Yesterday, Max the dog found a place to squeeze through the fence. He ran away from me with that big doggy grin on his face when I called him to come back. He skipped through the front neighbor's yard then poof. Vanished.
I had an idea that I thought might work since he is such a runner and only swayed by a couple of good things in life. I went and got the milk pail, which he knows all too well as he gets the leftover milk when there isn't enough to fill a quart jar. I ran back to the neighbor's fence and called him. Nothing.
I went to the next neighbor over and that family was in their back yard blowing bubbles to their little dogs. I stood on a 5 gallon bucket to see over their wall and asked them if they had seen a brown dog. Max came bounding up to chase bubbles with the others. "Ah there he is!"
Then Max, realizing I had spotted him, smiled and ran off. I quickly gave the bucket to the man and said call him and ask him if he wants his milk.
Oh yes. They all looked at me like I was crazy.
It's okay. I'm used to that. You have to be off your rocker to want to be a farmer with real farm animals and all that...you know...just for fun.
To his credit, that man ran after my dog asking Max if he wanted his milk. My dog ran through the easement and back to the first neighbor's yard. The man gave me my bucket back and I thanked him. Then my silly dog who thinks milk is the nectar of the gods came right back to the hole in the fence and followed me back to his kennel.
Like a good dog.
Yes, I gave him some milk.
Which leads me to today and my goat issue. So I went to Lowe's and got a bunch of fence posts and fencing to remedy this dog sneaking out issue as I do not want him or any other animal to be able to get in or out of the fence. The existing fence isn't mine, so I really have no right to fiddle with it. Besides, I have learned a trick or two about animal proofing fences.
I pulled in with my overladen truck and went to feed the animals before I could unload.

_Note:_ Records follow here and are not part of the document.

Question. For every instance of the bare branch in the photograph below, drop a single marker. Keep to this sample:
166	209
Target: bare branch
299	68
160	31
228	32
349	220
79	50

There in the 'mommy' stall was Ms. Cow with a bubble hanging out of her back end.
My plans now interupted, I went and grabbed fresh straw and bedded down the area with it so she could push her little one into the world on a relatively clean space. And I watched as she dutifully did so without any help for me. She's a pro after all. This is her third time having babies.
I hung around and noticed Ms. Cow give another big push. A hoof poked out. Goats can come out different ways and don't tend to need much help. But after some time I noticed that the discharge changed from clear to a yucky yellow-brown color. Learning from last year and Vanilla's stressful births, I figured this baby was having a hard time.

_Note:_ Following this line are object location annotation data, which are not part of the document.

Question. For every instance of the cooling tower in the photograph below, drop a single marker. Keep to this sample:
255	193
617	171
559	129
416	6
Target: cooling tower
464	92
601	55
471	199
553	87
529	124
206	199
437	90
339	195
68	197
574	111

I scrubbed up my hands and arms with soap and water and well...reached in. It was slimy. I felt around as gently as I could, surprised by how much room there is inside a goat. I followed the shoulder up to where the head should be. But where was the head? Really weird. It wasn't where I thought it should be. I felt across the chest to the other leg which was folded under the body. Felt up and to the side and discovered the head was folded to one side of the baby, squished tight to its body.
I took my hand out and pushed the leg back in, folding it inside to match the other leg. Then I found the turned head and carefully repositioned it so the nose was facing the exit. As soon as I took my hand out, that baby was zooming toward the door and was born in a hurry. He came out upside down, revealing that he had manparts.

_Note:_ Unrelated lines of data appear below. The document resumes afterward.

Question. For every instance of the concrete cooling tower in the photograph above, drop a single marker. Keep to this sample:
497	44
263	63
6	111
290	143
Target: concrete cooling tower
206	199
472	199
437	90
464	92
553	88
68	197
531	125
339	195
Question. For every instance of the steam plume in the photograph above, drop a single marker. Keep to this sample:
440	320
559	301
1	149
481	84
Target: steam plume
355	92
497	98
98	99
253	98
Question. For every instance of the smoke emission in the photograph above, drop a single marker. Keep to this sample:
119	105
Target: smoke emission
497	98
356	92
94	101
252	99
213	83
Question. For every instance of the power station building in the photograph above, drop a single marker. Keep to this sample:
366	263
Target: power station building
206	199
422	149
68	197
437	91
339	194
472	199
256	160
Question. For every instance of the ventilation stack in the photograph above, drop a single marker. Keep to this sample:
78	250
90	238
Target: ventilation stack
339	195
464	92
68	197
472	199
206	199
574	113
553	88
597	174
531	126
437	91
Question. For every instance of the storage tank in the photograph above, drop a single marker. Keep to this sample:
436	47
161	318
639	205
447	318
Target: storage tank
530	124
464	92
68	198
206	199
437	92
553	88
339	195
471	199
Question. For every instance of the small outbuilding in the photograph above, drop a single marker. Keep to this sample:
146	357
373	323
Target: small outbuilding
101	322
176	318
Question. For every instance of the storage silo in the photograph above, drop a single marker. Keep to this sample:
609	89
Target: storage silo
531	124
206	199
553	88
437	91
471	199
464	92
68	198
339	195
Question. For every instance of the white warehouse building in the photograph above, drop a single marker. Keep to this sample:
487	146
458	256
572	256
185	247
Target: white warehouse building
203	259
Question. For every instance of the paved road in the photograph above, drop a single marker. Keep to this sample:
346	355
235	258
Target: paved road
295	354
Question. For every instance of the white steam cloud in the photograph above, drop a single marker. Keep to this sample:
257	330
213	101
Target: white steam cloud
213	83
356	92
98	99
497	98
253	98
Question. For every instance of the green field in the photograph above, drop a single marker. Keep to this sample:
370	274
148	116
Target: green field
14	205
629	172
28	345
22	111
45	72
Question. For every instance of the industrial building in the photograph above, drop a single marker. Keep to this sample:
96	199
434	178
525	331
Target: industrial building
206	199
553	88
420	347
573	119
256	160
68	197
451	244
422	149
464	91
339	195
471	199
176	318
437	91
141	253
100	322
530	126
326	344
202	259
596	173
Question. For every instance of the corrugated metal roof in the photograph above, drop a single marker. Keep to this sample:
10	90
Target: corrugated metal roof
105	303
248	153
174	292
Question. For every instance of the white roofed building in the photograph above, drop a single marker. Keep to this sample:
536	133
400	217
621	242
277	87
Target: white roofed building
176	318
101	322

Yesterday and today reminded me that things go unexpectedly wrong in life. Sometimes all we can do is try our best to straighten them out and get them back on track. Life is too short to be angry or frustrated or squeamish. When things need to get done, it's best to just do them right away.
Tomorrow is fence day...unless something else goes wrong.
One more goat left to give birth and kidding season is done for 2013. Let's hope Cocoa Puff's birthing day goes without any hitches.